Principal Component Analysis of the Chemical Radicals in the Water from Hand-Dug Wells in Akure Metropolis, South West Nigeria

Research Article

Austin J Environ Toxicol. 2016; 2(2): 1015.

Principal Component Analysis of the Chemical Radicals in the Water from Hand-Dug Wells in Akure Metropolis, South West Nigeria

Idowu AA¹*, Nnamdi ASO², Godknows IM³ and Akinyomi OK²

¹Department of Chemistry, Federal University of Agriculture, Nigeria

²Department of Statistic, Federal University of Agriculture, Nigeria

3Department of Statistic, University of Ibadan, Nigeria

*Corresponding author: Adeogun Abideen Idowu, Department of Chemistry, Federal University of Agriculture, Abeokuta, Nigeria

Received: August 27, 2016; Accepted: November 08, 2016; Published: November 10, 2016

Abstract

This study assessed the chemical radicals water in hand dug wells in Akure metropolis, Ondo State Southwest Nigeria. Forty hand dug wells were sampled within the metropolis, using standard laboratory techniques, the water samples were analyzed for chemical radical parameters such as; calcium, magnesium, sodium potassium, iron, lead, silicate, phosphate, sulphate, bicarbonate, chloride, nitrite and nitrates. The resulting data were subjected to Principal Component Analysis (PCA) and Cluster Analysis. The first principal components only accounts for about 34% of the variation in the data and four components were needed to account for 67% of the variation. Also worthy of note is the fact that these first four components have eigenvalues substantially larger than the last nine components. A biplot of the first few principal components revealed the data structure as falling into three groups. To visualize this cluster group, the hierarchical cluster approach was adopted using the average linkage. The results of the analysis have helped in the optimization of the parameters that led to the levels of the radicals in the samples.

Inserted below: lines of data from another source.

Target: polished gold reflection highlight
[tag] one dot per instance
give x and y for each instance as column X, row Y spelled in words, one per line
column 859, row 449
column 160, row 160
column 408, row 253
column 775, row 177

Keywords: Chemical radicals; Hand dug wells; Correlation; Principal components analysis; Eigenvalues

Introduction

Accessibility and quality of water supply, as well as quality of sanitation facilities available to households or communities is an important factor in determining the quality of life of the people and the potential for poverty alleviation [1-3]. Large areas of urban environment in Nigeria do not have network connections; the public water supply system itself is riddled with so many leakages that affect water quality. Consequently, urban water supplies in Nigeria are supplemented with alternative sources and this in most cases is by way of commercialization. Alternative source of water supply commonly found in Nigeria includes the hand dug wells. It is common beliefs that water from hand dug wells are not safe for human consumption due to their poor water quality.

Water quality refers to the chemical, physical and biological characteristics of water and is a measure of the condition of water relative to the requirements of one or more biotic species and or to any human need or purpose [4,5]. Water quality is most frequently used by reference to a set of standards against which compliance can be assessed and it determines the goodness of water for particular purposes [6]. The most common standards used to assess water quality relates to health of ecosystems, safety of human contact and drinking water [6]. The measurement of chemical variables in the water promotes a better understanding of the aquatic environment. Although, these variables produce large set of data which are often difficult to interpret [7-9].

Data interpretation of multidimensional measurements can be approached by the application of chemometric methods such as Principal Component Analysis (PCA) [7,10-16]. PCA is a powerful statistical tool for compressing data and extraction of information. It can reduce the dimensionality of a data set consisting of a large number of interrelated variables, while retaining the variability present in a data set as much as possible. This reduction is achieved by transforming the data set into a new set of variables, the Principal Components (PCs), which are orthogonal (non-correlated) and arranged in decreasing order of importance. However, it is well known that PCA, like any other multivariate statistical method, is sensitive to outliers, missing data and poor linear correlation between variables due to their poor distribution. As a result, data transformations have a large impact on PCA. In this regard one of the most powerful approaches to improve PCA appears to be Robust Principal Component Analysis (RPCA), which diminishes the influence of outliers [7,17-18].

In this study robust principal component analysis and cluster analysis approach were applied to the chemical radicals parameters of water from hand dug well in Akure. The results are discussed based on the role of water quality as a pollution indicator and to identify the contribution of natural and anthropogenic factors to water quality variations in temporal and spatial patterns.

Materials and Methods

Study area

This study dwells on the statistical analysis of the chemical components of the water in the hand-dug wells in Akure Township. This town lies between the longitude 5.01° E and 5.63° E and latitude 7-01° N and 7.63° N. it is the Capital of Ondo State in Southwestern Nigeria (Figure 1). The local geology of Akure Township has earlier been described [19-24].